Notations: In what follows, $X$ stands for a Hausdorff LCTVS and $X'$ its topological dual. Let $(T,\mathcal{M},\mu)$ be a finite measure space, i.e., $T$ is a nonempty set, $\mathcal{M}$ a $\sigma$-algebra of subsets of $T$ and $\mu$ is a nonnegative finite measure on $\mathcal{M}$.

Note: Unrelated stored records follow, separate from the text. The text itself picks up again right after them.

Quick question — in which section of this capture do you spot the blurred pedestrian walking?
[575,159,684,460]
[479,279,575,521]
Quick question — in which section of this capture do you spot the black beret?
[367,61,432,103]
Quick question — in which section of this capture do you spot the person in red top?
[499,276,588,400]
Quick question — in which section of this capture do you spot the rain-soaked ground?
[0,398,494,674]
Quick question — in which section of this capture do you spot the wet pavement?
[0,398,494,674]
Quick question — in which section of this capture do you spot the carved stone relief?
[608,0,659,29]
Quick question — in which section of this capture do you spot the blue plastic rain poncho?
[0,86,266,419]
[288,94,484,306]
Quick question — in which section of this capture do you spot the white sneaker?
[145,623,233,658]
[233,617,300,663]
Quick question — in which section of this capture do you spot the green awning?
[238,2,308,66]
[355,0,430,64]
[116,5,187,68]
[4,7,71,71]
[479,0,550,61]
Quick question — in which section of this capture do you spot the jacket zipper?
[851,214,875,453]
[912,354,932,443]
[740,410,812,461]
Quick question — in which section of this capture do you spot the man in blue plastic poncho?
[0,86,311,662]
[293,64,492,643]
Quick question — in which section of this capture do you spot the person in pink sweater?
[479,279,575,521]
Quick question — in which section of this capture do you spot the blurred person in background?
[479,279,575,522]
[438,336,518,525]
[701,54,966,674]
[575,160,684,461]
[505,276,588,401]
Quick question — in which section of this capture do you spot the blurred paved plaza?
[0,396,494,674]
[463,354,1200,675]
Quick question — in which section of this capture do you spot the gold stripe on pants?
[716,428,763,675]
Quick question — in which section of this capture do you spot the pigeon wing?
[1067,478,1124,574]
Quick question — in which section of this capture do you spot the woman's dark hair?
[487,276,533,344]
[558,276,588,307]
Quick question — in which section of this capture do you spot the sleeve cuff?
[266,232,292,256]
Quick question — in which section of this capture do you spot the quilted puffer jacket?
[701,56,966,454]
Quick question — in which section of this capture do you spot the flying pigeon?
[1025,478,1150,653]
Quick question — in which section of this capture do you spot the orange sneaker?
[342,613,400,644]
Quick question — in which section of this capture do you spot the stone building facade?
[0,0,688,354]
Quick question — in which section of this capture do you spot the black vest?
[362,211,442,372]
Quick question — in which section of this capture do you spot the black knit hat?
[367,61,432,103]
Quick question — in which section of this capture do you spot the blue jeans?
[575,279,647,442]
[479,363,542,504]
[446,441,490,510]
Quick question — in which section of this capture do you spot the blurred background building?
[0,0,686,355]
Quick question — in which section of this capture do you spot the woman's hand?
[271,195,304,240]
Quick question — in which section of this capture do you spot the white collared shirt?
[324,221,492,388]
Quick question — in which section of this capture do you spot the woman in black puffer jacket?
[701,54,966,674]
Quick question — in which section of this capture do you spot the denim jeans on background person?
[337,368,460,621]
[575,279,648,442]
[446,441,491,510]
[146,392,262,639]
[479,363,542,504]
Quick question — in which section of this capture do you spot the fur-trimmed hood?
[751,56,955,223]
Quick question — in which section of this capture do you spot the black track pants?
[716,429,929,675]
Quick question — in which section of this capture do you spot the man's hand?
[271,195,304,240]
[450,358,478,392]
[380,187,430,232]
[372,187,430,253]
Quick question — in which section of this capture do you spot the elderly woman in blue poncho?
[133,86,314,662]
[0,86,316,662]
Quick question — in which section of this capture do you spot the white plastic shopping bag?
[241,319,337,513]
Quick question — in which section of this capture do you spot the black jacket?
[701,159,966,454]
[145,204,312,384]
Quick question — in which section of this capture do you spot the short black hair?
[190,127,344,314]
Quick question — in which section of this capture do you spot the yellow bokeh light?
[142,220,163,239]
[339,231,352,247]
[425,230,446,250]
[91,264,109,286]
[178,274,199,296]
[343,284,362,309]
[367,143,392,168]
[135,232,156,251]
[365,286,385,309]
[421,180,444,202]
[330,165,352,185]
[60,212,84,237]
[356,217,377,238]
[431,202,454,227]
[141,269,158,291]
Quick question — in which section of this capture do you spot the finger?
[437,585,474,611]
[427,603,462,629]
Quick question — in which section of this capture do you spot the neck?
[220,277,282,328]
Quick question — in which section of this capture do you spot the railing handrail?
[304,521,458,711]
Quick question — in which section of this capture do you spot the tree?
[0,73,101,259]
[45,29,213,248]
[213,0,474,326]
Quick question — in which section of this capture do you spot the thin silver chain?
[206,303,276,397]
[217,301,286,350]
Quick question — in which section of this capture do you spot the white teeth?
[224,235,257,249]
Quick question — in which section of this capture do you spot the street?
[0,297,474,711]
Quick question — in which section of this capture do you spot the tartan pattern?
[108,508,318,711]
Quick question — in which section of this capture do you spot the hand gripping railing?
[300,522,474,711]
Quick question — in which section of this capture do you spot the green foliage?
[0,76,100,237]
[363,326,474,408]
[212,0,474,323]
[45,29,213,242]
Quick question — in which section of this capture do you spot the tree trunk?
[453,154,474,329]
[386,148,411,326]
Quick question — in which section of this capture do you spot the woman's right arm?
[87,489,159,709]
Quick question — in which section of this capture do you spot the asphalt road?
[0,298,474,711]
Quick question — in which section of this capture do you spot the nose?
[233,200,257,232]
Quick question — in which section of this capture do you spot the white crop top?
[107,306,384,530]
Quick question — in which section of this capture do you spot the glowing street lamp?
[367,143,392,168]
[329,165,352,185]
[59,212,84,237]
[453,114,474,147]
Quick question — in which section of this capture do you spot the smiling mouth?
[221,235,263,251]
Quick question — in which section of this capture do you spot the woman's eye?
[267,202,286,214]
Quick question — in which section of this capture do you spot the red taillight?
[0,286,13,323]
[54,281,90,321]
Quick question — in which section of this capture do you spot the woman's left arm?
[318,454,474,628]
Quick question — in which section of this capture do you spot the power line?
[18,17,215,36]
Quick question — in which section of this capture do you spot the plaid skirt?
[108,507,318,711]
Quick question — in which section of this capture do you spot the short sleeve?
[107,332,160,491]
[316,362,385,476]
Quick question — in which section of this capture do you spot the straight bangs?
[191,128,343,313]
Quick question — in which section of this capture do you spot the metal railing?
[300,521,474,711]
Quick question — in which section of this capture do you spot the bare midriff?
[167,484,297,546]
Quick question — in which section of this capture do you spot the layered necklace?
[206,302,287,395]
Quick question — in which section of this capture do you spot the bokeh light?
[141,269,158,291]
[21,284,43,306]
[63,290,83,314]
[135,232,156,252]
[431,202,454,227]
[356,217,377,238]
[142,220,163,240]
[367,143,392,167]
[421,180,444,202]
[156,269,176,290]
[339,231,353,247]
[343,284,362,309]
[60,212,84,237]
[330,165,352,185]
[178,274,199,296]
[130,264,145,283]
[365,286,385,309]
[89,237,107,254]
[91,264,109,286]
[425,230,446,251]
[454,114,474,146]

Definition. A function $f:T\to X$ is said to be Pettis-integrable if
for each $x'\in X'$, the composition map $$x'\circ f:T\to \mathbb{R}$$ is Lebesgue integrable and
for each $E\in \mathcal{M}$, there exists $x_E\in X$ such that $$x'(x_E)=\int_E(x'\circ f)d\mu$$ for all $x'\in X'$. In this case, $x_E$ is called the Pettis integral of $f$ over $E$ and is denoted by $$x_E=\int_E fd\mu.$$
Remark. Let $f:T\to X$ be Pettis-integrable. Define $$m_f:\mathcal{M}\to X$$ by $$m_f(E)=\int_E fd\mu$$ for any $E\in \mathcal{M}.$ Hahn-Banach Theorem ensures that $x_E$ in the above definition is necessarily unique and so $m_f$ is a well-defined mapping. Moreover, Orlicz-Pettis Theorem imply that the induced vector measure $m_f$ is countably additive, see for instance this.
Question. With the above discussions, how do we show that $m_f$ is $\mu$-continuous?
I would be thankful to someone who can help me...
Let $\mu(E)=0$. Take arbitrary $x'\in X'$, then $$ x'(m_f(E))=\int_E (x'\circ f)d\mu=0 $$ then. Since $x'\in X'$ is arbitrary by corollary of Hahn-Banach theorem $m_f(E)=0$. Thus, $m_f\ll\mu$